Airmen at the 178th Wing discovered a peregrine falcon Sept. 5 that was migrating south for the winter. The falcon had sustained injuries that inhibited his ability to fly.

“When the wind picked up, he tried to take flight but he couldn’t extend his left wing,” said Tech. Sgt. Mario Jimenez, a commander’s support staff assigned to the 178th Intelligence, Surveillance, Reconnaissance Group. “He didn’t take off so he was just hopping. It was pretty evident he couldn’t fly.”

Airmen at the 178th Wing decided to take action and reach out to Glen Helen Raptor Center to get the bird the help he needed.
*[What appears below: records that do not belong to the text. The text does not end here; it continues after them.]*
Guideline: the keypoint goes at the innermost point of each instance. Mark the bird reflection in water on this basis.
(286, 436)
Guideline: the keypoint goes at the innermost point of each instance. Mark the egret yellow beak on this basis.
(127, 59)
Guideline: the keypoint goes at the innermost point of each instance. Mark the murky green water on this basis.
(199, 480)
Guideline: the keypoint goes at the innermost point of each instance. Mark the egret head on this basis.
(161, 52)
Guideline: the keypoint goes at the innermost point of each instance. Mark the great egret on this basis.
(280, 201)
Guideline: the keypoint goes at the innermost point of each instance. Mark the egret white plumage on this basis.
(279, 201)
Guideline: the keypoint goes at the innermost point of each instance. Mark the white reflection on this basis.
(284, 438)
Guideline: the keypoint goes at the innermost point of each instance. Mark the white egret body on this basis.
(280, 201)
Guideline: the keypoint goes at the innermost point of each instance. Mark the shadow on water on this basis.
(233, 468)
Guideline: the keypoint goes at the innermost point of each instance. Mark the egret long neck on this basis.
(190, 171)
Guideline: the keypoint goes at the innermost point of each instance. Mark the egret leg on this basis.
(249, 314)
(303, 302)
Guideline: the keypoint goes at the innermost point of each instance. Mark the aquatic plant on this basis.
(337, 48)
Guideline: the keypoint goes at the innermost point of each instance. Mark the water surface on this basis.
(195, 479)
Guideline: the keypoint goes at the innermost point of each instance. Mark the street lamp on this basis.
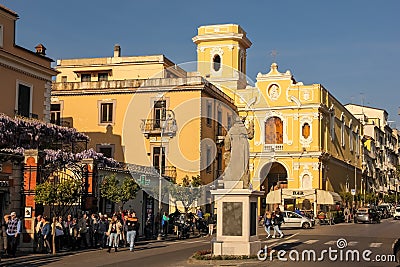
(170, 116)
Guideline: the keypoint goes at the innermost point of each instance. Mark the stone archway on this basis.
(274, 176)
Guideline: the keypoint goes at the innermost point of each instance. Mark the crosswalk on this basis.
(285, 242)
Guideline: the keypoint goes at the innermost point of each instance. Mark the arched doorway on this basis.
(273, 176)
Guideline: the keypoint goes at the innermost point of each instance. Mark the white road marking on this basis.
(375, 245)
(352, 243)
(292, 240)
(311, 241)
(187, 241)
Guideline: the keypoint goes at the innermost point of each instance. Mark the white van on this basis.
(293, 219)
(396, 214)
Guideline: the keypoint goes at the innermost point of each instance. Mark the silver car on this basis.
(293, 219)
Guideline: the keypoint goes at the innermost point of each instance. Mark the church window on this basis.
(274, 131)
(217, 62)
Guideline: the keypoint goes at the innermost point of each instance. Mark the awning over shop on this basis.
(274, 197)
(322, 196)
(327, 197)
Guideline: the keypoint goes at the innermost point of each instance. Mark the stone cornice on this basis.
(241, 38)
(26, 67)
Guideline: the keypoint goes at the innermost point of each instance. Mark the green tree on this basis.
(59, 196)
(113, 191)
(188, 192)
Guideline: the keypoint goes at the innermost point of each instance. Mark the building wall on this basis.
(21, 66)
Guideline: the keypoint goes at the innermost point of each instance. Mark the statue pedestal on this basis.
(237, 222)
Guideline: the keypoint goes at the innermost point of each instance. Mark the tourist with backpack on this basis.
(268, 223)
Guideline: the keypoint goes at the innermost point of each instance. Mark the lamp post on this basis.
(363, 172)
(172, 130)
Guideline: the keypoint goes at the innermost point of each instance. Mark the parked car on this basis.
(367, 215)
(293, 219)
(396, 214)
(384, 210)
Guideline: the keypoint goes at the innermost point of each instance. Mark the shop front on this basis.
(311, 200)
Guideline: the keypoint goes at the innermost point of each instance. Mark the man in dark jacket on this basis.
(13, 233)
(46, 233)
(131, 227)
(277, 220)
(102, 229)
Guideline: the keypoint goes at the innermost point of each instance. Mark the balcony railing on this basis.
(168, 172)
(18, 113)
(113, 84)
(151, 127)
(273, 147)
(221, 133)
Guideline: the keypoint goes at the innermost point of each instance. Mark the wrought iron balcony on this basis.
(273, 147)
(221, 133)
(168, 172)
(18, 113)
(155, 127)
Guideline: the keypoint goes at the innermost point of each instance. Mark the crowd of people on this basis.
(74, 233)
(100, 230)
(273, 219)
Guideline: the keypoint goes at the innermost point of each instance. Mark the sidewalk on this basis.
(23, 256)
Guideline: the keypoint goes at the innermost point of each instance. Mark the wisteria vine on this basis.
(29, 133)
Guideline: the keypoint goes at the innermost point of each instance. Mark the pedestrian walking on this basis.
(211, 222)
(346, 213)
(37, 236)
(59, 233)
(277, 221)
(74, 234)
(4, 227)
(13, 233)
(165, 223)
(114, 230)
(132, 224)
(268, 223)
(102, 231)
(46, 233)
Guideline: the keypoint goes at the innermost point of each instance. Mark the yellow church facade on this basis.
(304, 138)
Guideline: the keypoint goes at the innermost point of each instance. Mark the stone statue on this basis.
(237, 154)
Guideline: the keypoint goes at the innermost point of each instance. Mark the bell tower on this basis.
(221, 54)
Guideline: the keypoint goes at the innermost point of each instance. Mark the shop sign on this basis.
(298, 193)
(4, 183)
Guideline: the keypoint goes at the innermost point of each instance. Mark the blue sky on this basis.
(351, 47)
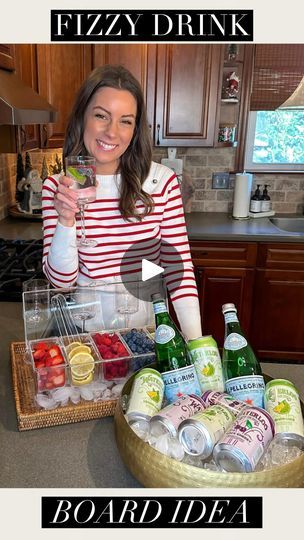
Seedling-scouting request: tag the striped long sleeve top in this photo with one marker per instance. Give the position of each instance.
(121, 244)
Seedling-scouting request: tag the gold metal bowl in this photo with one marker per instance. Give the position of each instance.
(155, 470)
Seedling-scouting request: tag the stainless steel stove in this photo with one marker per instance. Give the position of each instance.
(20, 260)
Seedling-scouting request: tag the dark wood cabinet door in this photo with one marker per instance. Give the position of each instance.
(187, 94)
(7, 56)
(26, 69)
(218, 286)
(139, 59)
(277, 324)
(61, 71)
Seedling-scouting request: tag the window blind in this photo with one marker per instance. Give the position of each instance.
(278, 70)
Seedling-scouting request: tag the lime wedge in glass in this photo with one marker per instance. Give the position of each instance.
(80, 178)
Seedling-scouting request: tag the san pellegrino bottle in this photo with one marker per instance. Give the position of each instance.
(242, 371)
(172, 358)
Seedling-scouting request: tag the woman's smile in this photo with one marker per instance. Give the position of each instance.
(109, 126)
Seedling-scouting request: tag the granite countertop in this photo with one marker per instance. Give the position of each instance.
(200, 226)
(221, 226)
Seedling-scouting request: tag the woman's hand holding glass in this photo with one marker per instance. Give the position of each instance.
(65, 202)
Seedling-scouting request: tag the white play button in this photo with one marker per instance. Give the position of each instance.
(149, 270)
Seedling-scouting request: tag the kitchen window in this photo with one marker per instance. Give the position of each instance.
(274, 138)
(275, 141)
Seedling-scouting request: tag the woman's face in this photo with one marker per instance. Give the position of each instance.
(109, 124)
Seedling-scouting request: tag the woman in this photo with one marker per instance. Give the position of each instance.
(138, 206)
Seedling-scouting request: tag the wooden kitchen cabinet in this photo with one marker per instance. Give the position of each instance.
(26, 69)
(224, 273)
(187, 83)
(139, 59)
(277, 323)
(7, 56)
(61, 71)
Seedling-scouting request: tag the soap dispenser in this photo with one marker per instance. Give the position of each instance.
(256, 200)
(266, 204)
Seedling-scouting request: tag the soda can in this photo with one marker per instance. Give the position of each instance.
(200, 433)
(169, 418)
(244, 443)
(207, 361)
(221, 398)
(283, 404)
(146, 395)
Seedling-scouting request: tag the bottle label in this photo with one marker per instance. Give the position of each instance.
(255, 206)
(230, 316)
(164, 334)
(249, 388)
(180, 381)
(234, 342)
(159, 307)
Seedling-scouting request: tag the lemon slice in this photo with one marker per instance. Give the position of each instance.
(72, 346)
(80, 178)
(82, 364)
(78, 349)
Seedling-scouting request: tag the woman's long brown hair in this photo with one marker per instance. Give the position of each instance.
(135, 163)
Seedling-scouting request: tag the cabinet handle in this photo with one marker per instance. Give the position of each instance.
(23, 137)
(158, 128)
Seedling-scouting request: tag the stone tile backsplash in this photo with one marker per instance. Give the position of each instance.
(286, 191)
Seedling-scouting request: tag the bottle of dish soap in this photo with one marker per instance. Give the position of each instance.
(256, 200)
(266, 204)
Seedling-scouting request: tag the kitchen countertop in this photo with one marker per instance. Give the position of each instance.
(84, 455)
(200, 225)
(221, 226)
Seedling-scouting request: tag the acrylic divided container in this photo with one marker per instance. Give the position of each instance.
(49, 364)
(82, 358)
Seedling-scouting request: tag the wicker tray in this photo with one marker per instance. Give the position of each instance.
(155, 470)
(29, 416)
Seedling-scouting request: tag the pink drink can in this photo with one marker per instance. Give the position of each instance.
(212, 397)
(244, 443)
(169, 418)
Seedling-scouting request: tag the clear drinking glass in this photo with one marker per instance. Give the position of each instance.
(82, 169)
(83, 307)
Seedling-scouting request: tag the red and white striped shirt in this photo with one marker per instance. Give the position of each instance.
(65, 264)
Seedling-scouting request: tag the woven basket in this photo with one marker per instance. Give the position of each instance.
(155, 470)
(30, 416)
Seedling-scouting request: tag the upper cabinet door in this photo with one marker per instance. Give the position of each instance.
(187, 94)
(7, 57)
(139, 59)
(61, 71)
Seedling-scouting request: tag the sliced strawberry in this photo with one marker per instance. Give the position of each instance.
(41, 345)
(39, 364)
(54, 350)
(57, 371)
(59, 380)
(39, 354)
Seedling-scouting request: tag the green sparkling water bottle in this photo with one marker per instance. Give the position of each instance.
(173, 360)
(242, 371)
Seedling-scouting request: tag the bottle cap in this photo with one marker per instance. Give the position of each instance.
(228, 307)
(156, 296)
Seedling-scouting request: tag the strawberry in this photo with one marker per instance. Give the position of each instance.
(57, 360)
(41, 345)
(59, 380)
(39, 354)
(39, 364)
(54, 350)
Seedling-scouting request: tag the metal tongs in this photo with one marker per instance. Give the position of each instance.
(64, 319)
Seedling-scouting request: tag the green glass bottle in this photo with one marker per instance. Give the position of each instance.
(242, 371)
(172, 358)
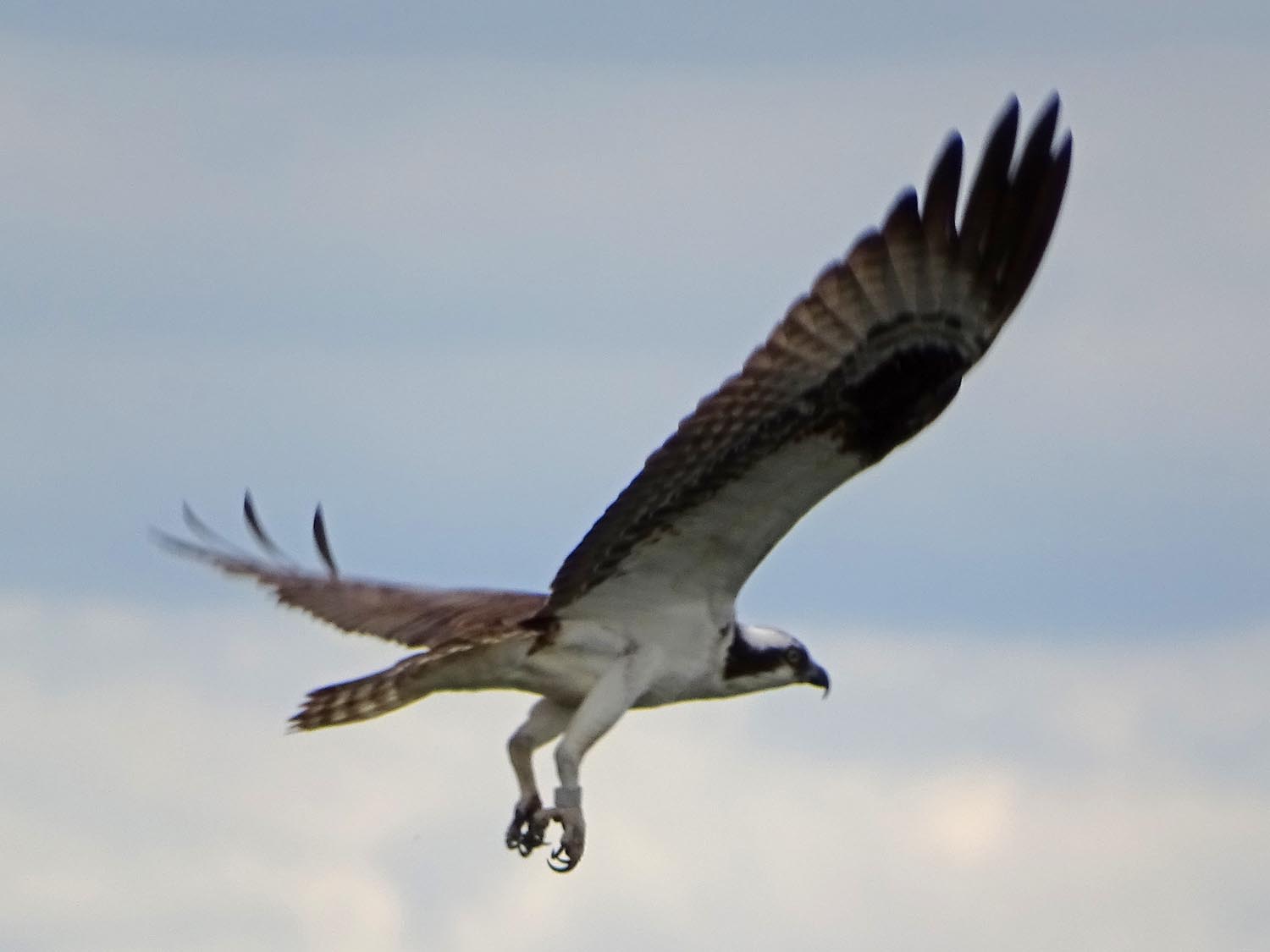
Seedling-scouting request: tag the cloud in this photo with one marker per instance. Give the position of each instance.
(954, 791)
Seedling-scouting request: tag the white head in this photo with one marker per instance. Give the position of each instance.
(761, 658)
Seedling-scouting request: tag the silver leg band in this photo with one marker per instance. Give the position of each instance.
(569, 796)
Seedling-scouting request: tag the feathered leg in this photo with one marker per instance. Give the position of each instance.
(614, 693)
(545, 723)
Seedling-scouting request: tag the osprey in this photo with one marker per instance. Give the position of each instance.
(642, 612)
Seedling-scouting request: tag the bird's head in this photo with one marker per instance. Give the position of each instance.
(761, 658)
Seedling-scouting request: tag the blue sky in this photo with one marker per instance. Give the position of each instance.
(454, 272)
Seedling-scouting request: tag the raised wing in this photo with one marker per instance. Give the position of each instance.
(858, 366)
(441, 619)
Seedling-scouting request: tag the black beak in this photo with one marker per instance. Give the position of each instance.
(818, 677)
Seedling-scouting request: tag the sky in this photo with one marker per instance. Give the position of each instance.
(454, 271)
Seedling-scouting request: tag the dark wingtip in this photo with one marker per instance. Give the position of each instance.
(257, 527)
(323, 542)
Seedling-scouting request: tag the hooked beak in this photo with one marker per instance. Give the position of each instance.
(818, 677)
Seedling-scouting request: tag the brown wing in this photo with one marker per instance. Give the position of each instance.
(861, 363)
(417, 617)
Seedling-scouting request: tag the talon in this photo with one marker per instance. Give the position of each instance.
(526, 832)
(561, 861)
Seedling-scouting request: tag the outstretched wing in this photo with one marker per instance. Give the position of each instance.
(858, 366)
(416, 617)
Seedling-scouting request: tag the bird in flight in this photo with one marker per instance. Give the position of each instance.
(642, 612)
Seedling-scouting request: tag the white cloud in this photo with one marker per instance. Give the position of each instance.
(955, 791)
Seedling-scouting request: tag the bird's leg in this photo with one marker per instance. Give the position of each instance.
(612, 696)
(544, 725)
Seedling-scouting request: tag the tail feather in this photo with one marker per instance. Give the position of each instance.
(365, 697)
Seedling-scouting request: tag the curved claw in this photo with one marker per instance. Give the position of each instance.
(561, 860)
(526, 832)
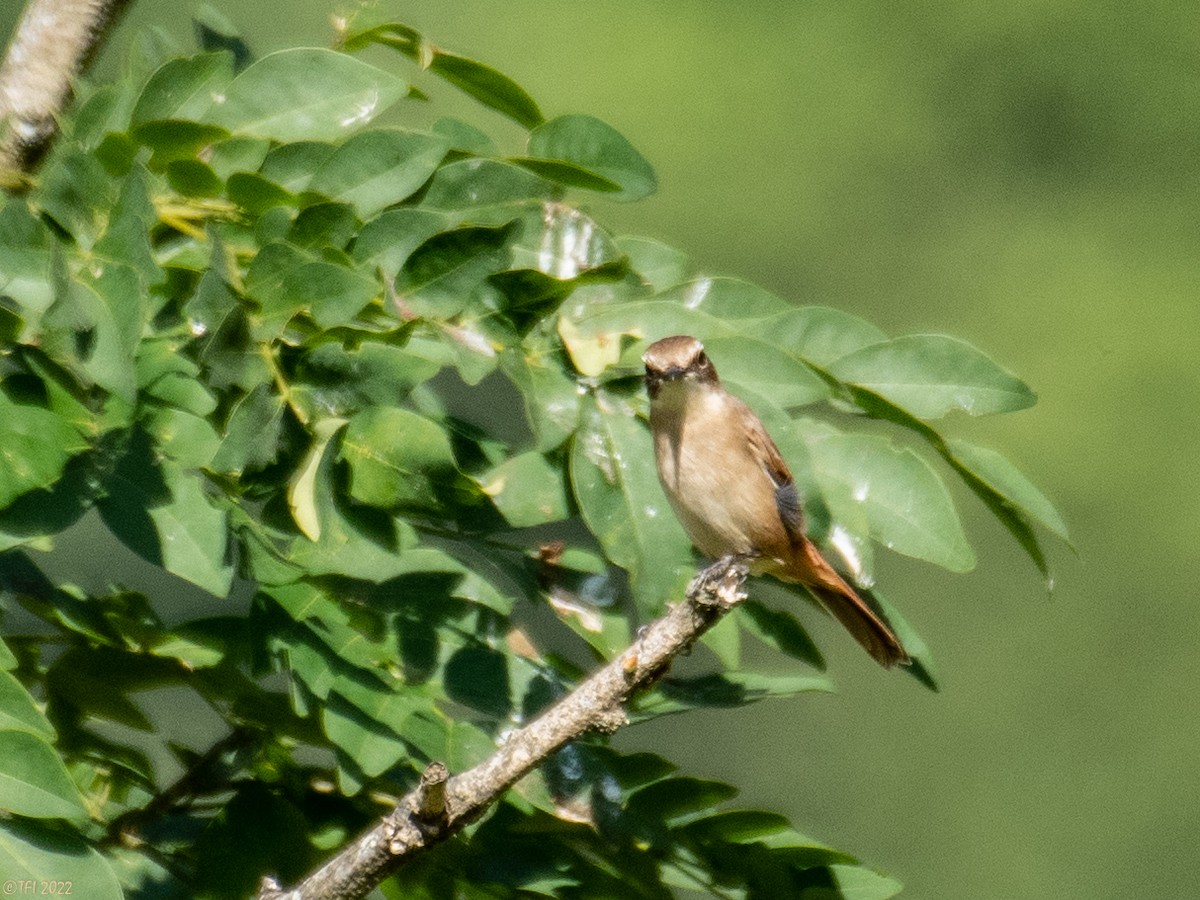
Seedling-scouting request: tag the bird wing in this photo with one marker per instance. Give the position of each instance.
(787, 498)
The Glen Helen Raptor Center is a local raptor rehabilitation center with the goal of releasing birds back into the wild.

Upon arrival, Glen Helen performed an initial inspection of the bird to assess his injuries. This included performing a basic physical exam that checked the bird’s eyes, mouth, legs, wings and body to determine his injuries. The assessment concluded that the falcon had broken the metacarpals in his left wing. Due to this, rehabilitation started immediately.

In order to nurse the falcon back to health, the bird was given pain medication to reduce the swelling and his wing was wrapped to provide support for healing. As his healing progressed, the falcon was slowly moved to larger cages until he was finally cleared to be released. 

On Oct.10, five weeks after his rehabilitation began, the falcon was released at Springfield Air National Guard Base in order to continue his migration south.  

“We like to release [wildlife] in the same area if at all possible”, said Rebecca Jaramillo, the director at the Glen Helen Raptor Center. “There’s value to the local ecosystem to keep everything in balance.”